Re: [PATCH v2 2/2] mm: zswap: disable migration while using per-CPU acomp_ctx

Yosry Ahmed <yosryahmed@xxxxxxxxxx> · Tue, 7 Jan 2025 17:18:39 -0800

[..]
> > > Couple of possibly related thoughts:
> > >
> > > 1) I have been thinking some more about the purpose of this per-cpu
> > acomp_ctx
> > >      mutex. It appears that the main benefit is it causes task blocked errors
> > (which are
> > >      useful to detect problems) if any computes in the code section it covers
> > take a
> > >      long duration. Other than that, it does not protect a resource, nor
> > prevent
> > >      cpu offlining from deleting its containing structure.
> >
> > It does protect resources. Consider this case:
> > - Process A runs on CPU #1, gets the acomp_ctx, and locks it, then is
> > migrated to CPU #2.
> > - Process B runs on CPU #1, gets the same acomp_ctx, and tries to lock
> > it then waits for process A. Without the lock they would be using the
> > same lock.
> >
> > It is also possible that process A simply gets preempted while running
> > on CPU #1 by another task that also tries to use the acomp_ctx. The
> > mutex also protects against this case.
>
> Got it, thanks for the explanations. It seems with this patch, the mutex
> would be redundant in the first example. Would this also be true of the
> second example where process A gets preempted?

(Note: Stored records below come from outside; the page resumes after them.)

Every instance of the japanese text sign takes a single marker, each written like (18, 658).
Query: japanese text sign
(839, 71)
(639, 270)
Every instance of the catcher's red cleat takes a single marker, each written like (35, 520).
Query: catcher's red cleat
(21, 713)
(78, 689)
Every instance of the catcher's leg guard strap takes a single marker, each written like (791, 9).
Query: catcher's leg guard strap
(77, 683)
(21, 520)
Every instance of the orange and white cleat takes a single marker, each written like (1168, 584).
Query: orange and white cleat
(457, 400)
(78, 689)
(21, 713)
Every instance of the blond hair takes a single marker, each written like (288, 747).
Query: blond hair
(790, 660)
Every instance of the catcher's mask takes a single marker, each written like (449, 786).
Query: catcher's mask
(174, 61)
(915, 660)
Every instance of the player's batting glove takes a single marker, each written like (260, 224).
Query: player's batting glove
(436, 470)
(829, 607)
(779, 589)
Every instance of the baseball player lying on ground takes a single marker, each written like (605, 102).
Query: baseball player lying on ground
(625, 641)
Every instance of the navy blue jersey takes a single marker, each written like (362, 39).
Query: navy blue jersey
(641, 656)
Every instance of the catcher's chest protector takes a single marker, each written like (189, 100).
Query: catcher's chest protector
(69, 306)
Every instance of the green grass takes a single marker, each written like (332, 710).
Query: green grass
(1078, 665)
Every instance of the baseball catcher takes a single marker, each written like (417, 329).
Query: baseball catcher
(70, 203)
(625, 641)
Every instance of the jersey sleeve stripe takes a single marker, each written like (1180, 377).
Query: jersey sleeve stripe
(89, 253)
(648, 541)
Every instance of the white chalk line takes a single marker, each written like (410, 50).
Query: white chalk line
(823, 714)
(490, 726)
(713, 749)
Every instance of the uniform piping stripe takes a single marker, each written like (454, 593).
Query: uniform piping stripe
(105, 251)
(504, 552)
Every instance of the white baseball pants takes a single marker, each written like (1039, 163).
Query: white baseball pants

I think the mutex is still required in the second example. Migration
being disabled does not prevent other processes from running on the
same CPU and attempting to use the same acomp_ctx.

> If not, is it worth
> figuring out a solution that works for both migration and preemption?

Not sure exactly what you mean here. I suspect you mean have a single
mechanism to protect against concurrent usage and CPU hotunplug rather
than disabling migration and having a mutex. Yeah that would be ideal,
but probably not for a hotfix.

>
> >
> > >
> > > 2) Seems like the overall problem appears to be applicable to any per-cpu
> > data
> > >      that is being used by a process, vis-a-vis cpu hotunplug. Could it be that a
> > >      solution in cpu hotunplug can safe-guard more generally? Really not sure
> > >      about the specifics of any solution, but it occurred to me that this may
> > not
> > >      be a problem unique to zswap.
> >
> > Not really. Static per-CPU data and data allocated with alloc_percpu()
> > should be available for all possible CPUs, regardless of whether they
> > are online or not, so CPU hotunplug is not relevant. It is relevant
> > here because we allocate the memory dynamically for online CPUs only
> > to save memory. I am not sure how important this is as I am not aware
> > what the difference between the number of online and possible CPUs can
> > be in real life deployments.
>
> Thought I would clarify what I meant: the problem of per-cpu data that
> gets allocated dynamically using cpu hotplug and deleted even while in use
> by cpu hotunplug may not be unique to zswap. If so, I was wondering if
> a more generic solution in the cpu hotunplug code would be feasible/worth
> exploring.

I didn't look too closely, if there's something out there or something
can be easily developed I'd be open to updating the zswap code
accordingly, but I don't have time to look into it tbh, and it's too
late in the release cycle to get creative imo.